Linear Quadratic Regulator#

LQR (Linear Quadratic Regulator) is a classic continuous control and stabilization task. This repository currently provides two variants:

dm-lqr-2-1: two masses connected by a rope, with only the last mass actuated
dm-lqr-6-2: six masses connected as a chain, with only the last two masses actuated

The goal is to drive the whole system back to the center and keep it near equilibrium with minimal control effort.

Task Description#

Both tasks can be viewed as one-dimensional spring-damper chain stabilization problems. Each mass has a single translational degree of freedom along the x-axis. Neighboring masses are coupled by rope-like spring forces, and the system is affected by:

body damping on each mass
spring forces and relative damping between neighboring masses
a center-restoring force pulling the system toward the origin
control inputs applied only to the actuated terminal degrees of freedom

In practice:

dm-lqr-2-1 is the simpler version and is useful for verifying whether the policy can learn a stable equilibrium
dm-lqr-6-2 is more difficult because the controller must propagate its effect through a longer chain

Action Space#

dm-lqr-2-1#

Item	Details
Type	`Box(-1.0, 1.0, (1,), float32)`
Dimension	1

Index	Action Description	Min	Max	XML Joint
0	Control input applied to the last mass	-1.0	1.0	`q1`

dm-lqr-6-2#

Item	Details
Type	`Box(-1.0, 1.0, (2,), float32)`
Dimension	2

Index	Action Description	Min	Max	XML Joint
0	Control input applied to the second-last mass	-1.0	1.0	`q4`
1	Control input applied to the last mass	-1.0	1.0	`q5`

Observation Space#

The observation is formed by concatenating all positions qpos and velocities qvel.

dm-lqr-2-1#

Item	Details
Type	`Box(-inf, inf, (4,), float32)`
Dimension	4

Index	Observation	Meaning
0	`q0`	Position of the first mass
1	`q1`	Position of the second mass
2	`dq0`	Velocity of the first mass
3	`dq1`	Velocity of the second mass

dm-lqr-6-2#

Item	Details
Type	`Box(-inf, inf, (12,), float32)`
Dimension	12

The first 6 dimensions are q0 ~ q5, and the last 6 dimensions are dq0 ~ dq5.

Reward Function Design#

The current reward is composed of state cost, velocity cost, control cost, success bonus, and out-of-bounds penalty:

state_cost = 0.5 * sum(qpos ** 2)
velocity_cost = 0.5 * velocity_cost_coef * sum(qvel ** 2)
control_cost = 0.5 * control_cost_coef * sum(action ** 2)
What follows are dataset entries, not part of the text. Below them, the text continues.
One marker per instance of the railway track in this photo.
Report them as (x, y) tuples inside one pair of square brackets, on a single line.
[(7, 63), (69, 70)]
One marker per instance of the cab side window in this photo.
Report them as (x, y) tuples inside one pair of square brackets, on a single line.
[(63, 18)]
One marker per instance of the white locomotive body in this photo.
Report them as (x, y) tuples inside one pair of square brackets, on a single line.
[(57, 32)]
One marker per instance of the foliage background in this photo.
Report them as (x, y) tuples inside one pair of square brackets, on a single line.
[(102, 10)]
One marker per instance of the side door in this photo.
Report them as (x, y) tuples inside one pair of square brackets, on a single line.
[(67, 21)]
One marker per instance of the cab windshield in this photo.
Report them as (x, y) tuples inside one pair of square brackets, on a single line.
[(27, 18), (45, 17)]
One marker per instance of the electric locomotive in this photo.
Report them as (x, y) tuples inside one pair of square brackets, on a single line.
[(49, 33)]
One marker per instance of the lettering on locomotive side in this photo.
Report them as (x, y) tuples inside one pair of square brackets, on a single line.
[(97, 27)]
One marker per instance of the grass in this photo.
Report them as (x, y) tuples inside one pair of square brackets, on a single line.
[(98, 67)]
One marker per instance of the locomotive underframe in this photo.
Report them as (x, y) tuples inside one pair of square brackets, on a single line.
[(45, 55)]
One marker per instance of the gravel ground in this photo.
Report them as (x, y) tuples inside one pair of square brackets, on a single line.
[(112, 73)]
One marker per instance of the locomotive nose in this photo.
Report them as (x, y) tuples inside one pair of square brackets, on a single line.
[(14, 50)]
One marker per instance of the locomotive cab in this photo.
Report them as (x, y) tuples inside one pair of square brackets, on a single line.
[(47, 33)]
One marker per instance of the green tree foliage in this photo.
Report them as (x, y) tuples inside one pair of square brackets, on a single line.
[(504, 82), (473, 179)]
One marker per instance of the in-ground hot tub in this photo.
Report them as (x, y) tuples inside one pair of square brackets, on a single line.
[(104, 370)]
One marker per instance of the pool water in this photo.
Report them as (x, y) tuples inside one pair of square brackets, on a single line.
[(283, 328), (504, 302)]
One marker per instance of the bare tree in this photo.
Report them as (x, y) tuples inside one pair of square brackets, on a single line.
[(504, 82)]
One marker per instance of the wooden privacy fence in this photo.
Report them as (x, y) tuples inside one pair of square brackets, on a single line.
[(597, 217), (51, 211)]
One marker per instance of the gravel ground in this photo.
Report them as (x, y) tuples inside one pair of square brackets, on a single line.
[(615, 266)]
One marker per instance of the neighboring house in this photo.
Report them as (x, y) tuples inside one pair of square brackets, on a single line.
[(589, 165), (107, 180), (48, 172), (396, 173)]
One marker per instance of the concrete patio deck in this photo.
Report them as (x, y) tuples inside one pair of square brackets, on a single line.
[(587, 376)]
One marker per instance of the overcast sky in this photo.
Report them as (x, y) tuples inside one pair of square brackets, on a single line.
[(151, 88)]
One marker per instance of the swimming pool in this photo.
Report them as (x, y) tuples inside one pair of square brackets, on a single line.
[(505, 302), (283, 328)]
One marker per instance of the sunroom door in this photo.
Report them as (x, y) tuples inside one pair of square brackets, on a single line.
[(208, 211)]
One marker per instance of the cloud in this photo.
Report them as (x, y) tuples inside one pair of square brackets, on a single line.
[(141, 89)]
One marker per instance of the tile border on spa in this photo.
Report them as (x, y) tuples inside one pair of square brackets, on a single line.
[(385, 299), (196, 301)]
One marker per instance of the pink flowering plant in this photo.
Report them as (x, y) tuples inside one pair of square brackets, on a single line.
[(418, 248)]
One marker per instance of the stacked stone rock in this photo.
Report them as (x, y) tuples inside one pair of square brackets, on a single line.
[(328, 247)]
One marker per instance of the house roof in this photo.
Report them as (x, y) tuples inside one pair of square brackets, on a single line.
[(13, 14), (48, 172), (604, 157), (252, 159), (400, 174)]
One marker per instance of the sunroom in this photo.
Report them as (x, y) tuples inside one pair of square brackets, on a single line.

reward = 1.0 - (state_cost + velocity_cost + control_cost)
reward += success_bonus
reward -= out_of_bounds_penalty

Intuitively:

the farther the system is from the origin, the lower the reward
larger velocities reduce the reward
aggressive control inputs reduce the reward
entering a small stable region around the origin yields a success bonus
leaving the valid state boundary triggers an additional penalty

Initial State#

At reset:

the position vector is sampled in a random direction and normalized to a fixed norm
all initial velocities are set to zero

With the current configuration:

dm-lqr-2-1 starts with position norm around 0.8
dm-lqr-6-2 starts with position norm around 1.0

Episode Termination Conditions#

An episode terminates and resets when any of the following conditions is met:

success condition is reached: the position norm is below the success distance threshold and the velocity norm is below the success velocity threshold
out-of-bounds condition is reached: any position exceeds the position boundary or any velocity exceeds the velocity boundary
the full state is sufficiently close to zero
NaN appears in the observation or action

Usage Guide#

1. Environment Preview#

uv run scripts/view.py --env dm-lqr-2-1
uv run scripts/view.py --env dm-lqr-6-2

2. Start Training#

uv run scripts/train.py --env dm-lqr-2-1
uv run scripts/train.py --env dm-lqr-6-2

3. View Training Progress#

uv run tensorboard --logdir runs/dm-lqr-2-1
uv run tensorboard --logdir runs/dm-lqr-6-2

4. Test Training Results#

uv run scripts/play.py --env dm-lqr-2-1
uv run scripts/play.py --env dm-lqr-6-2

Expected Training Results#

dm-lqr-2-1#

The actuated mass pulls the unactuated mass back toward the center.
Both positions and velocities converge to a small neighborhood of zero.
The learned policy does not settle at a biased off-center equilibrium.

dm-lqr-6-2#

The last two actuated masses gradually pull the entire chain back toward the center.
The chain remains stable without obvious divergence or persistent oscillation.
Success rate increases during training while the out-of-bounds rate decreases.